ICM — Interpretable Context Methodology

Folder structure IS the orchestration. Multi-step workflows need no framework code — numbered stage folders, markdown contracts, and plain-text handoffs do the job.

Five-layer context hierarchy:

Layer File Answers Budget
0 CLAUDE.md "Where am I?" — workspace identity ~800 tokens
1 CONTEXT.md "Where do I go?" — routing + state ~300 tokens
2 stages/{NN}/CONTEXT.md "What do I do?" — stage contract (Inputs → Process → Outputs) 200–500 tokens
3 _config/, references/ "What rules apply?" — stable reference 500–2K tokens
4 output/ "What am I working with?" — per-run artifacts varies

Folder template:

workspace/
  CLAUDE.md                    ← Layer 0 (identity)
  CONTEXT.md                   ← Layer 1 (routing + state)
  _config/                     ← Layer 3 (shared reference: audience, voice, conventions)
  stages/
    01_name/
      CONTEXT.md               ← Layer 2 (stage contract)
      references/              ← Layer 3 (stage-specific reference)
      output/                  ← Layer 4 (working artifacts → next stage's input)
    02_name/
      ...

Core rules:

  1. One stage, one job. Each stage reads a defined input, transforms it, writes a defined output.
  2. Plain text as interface. Stages communicate through markdown files. Output of stage N becomes input to stage N+1.
  3. Layered context loading. Each stage loads only the files its contract declares — no monolithic prompts.
  4. Every output is an edit surface. A human can open, read, edit any stage's output before the next stage runs.
  5. Configure the factory, not the product. _config/ and references/ are stable. output/ changes each run.
  6. Layer 3 vs Layer 4. Reference material (Layer 3) is internalized as constraints. Working artifacts (Layer 4) are processed as input. Keep them structurally separate.
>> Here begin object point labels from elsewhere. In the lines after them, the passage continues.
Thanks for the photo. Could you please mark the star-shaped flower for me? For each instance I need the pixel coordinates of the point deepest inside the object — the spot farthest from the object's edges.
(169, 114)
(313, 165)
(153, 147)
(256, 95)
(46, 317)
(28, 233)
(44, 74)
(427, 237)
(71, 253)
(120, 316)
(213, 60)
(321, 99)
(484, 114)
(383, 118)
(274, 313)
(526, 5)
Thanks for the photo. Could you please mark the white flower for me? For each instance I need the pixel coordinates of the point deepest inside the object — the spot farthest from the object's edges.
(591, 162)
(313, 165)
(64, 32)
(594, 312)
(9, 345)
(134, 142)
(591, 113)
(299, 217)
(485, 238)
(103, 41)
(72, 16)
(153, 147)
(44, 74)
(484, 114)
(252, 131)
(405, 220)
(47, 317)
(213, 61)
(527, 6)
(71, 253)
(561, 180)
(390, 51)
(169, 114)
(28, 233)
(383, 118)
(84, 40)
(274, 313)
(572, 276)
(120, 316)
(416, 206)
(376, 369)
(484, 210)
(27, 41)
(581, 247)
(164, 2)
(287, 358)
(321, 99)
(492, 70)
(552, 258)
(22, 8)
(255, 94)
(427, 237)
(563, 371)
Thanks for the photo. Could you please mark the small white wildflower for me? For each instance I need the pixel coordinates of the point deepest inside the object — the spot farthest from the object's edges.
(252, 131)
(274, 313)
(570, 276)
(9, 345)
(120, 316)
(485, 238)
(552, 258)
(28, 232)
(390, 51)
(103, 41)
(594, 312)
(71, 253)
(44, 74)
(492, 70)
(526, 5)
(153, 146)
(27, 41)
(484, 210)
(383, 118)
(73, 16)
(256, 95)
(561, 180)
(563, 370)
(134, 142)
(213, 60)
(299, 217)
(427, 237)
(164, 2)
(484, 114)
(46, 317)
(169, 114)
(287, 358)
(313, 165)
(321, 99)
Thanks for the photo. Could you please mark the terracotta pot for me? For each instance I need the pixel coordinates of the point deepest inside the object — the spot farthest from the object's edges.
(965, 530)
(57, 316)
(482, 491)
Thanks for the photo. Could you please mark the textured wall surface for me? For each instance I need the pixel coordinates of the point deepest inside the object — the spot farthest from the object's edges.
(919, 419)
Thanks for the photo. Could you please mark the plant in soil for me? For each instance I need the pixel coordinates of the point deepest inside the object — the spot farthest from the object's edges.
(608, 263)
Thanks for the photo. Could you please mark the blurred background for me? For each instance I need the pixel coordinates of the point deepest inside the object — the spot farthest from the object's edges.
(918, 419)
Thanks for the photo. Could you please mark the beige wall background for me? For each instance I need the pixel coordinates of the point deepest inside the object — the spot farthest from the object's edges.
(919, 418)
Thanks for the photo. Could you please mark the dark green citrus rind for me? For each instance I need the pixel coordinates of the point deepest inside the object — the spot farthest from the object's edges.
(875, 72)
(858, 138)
When to use ICM: sequential, reviewable, repeatable workflows. Content pipelines, research, deliverable production, analysis. Not for real-time collaboration or concurrent execution.


Session Flow

Most sessions will follow this flow, but it is not a rigid process. The frameworks allow for flexibility to match user needs and goals in each session.

  1. Reground (on open). Rebuild .ai-ops/state.md from canonical sources, and reconcile open-questions.md against what the user reports — delete what's been answered (promote choices to decisions/), add what's newly surfaced. Then proceed.
  2. Capture the goal and any input the user provides
  3. Save anything that has a home in the library
  4. Confirm direction
  5. Research the domain and best practices
  6. Apply frameworks to create deliverables and provide direction

Library

Every engagement writes to a per-company (or department) library in the user's workspace.

<company-slug>/
├── profile.md                    # Living company summary
├── data-architecture.md          # Cross-tool record registry, sources of truth, fragmentation
├── glossary.md                   # Ubiquitous language — user-specific vocabulary
├── open-questions.md             # User-facing worklist — questions blocked on the client; empties as answered
├── roles/
│   └── <role-slug>.md            # One file per seat
├── workflows/
│   └── <workflow-slug>.md        # The jobs the business does
├── tools/
│   └── <tool-slug>.md            # Named systems by brand + canonical owned-records list
├── decisions/
│   └── <YYYY-MM-DD>-<topic>.md   # User's significant choices and rationale
├── roadmaps/
│   └── <scope-slug>-<goal-slug>-<YYYY-MM-DD>.md   # Roadmap specialist output
├── scopes/
│   └── <build-slug>-<YYYY-MM-DD>.md               # Build Scope specialist output
└── .ai-ops/
    ├── pains-and-bottlenecks.md  # AI-prioritized goals / problems
    ├── research/
    │   └── <topic>-<YYYY-MM-DD>.md
    ├── profile-history/
    │   └── <YYYY-MM-DD>.md       # Snapshot of profile.md taken before each overwrite
    └── state.md                  # Last session, current focus

No records/ folder. Records fold into two places: tools/<tool>.md carries the canonical owned-records list per tool, and data-architecture.md carries the cross-tool registry, sources of truth, and fragmentation. Record references in any document point at the owning tool or at data-architecture.md, never at a per-record file.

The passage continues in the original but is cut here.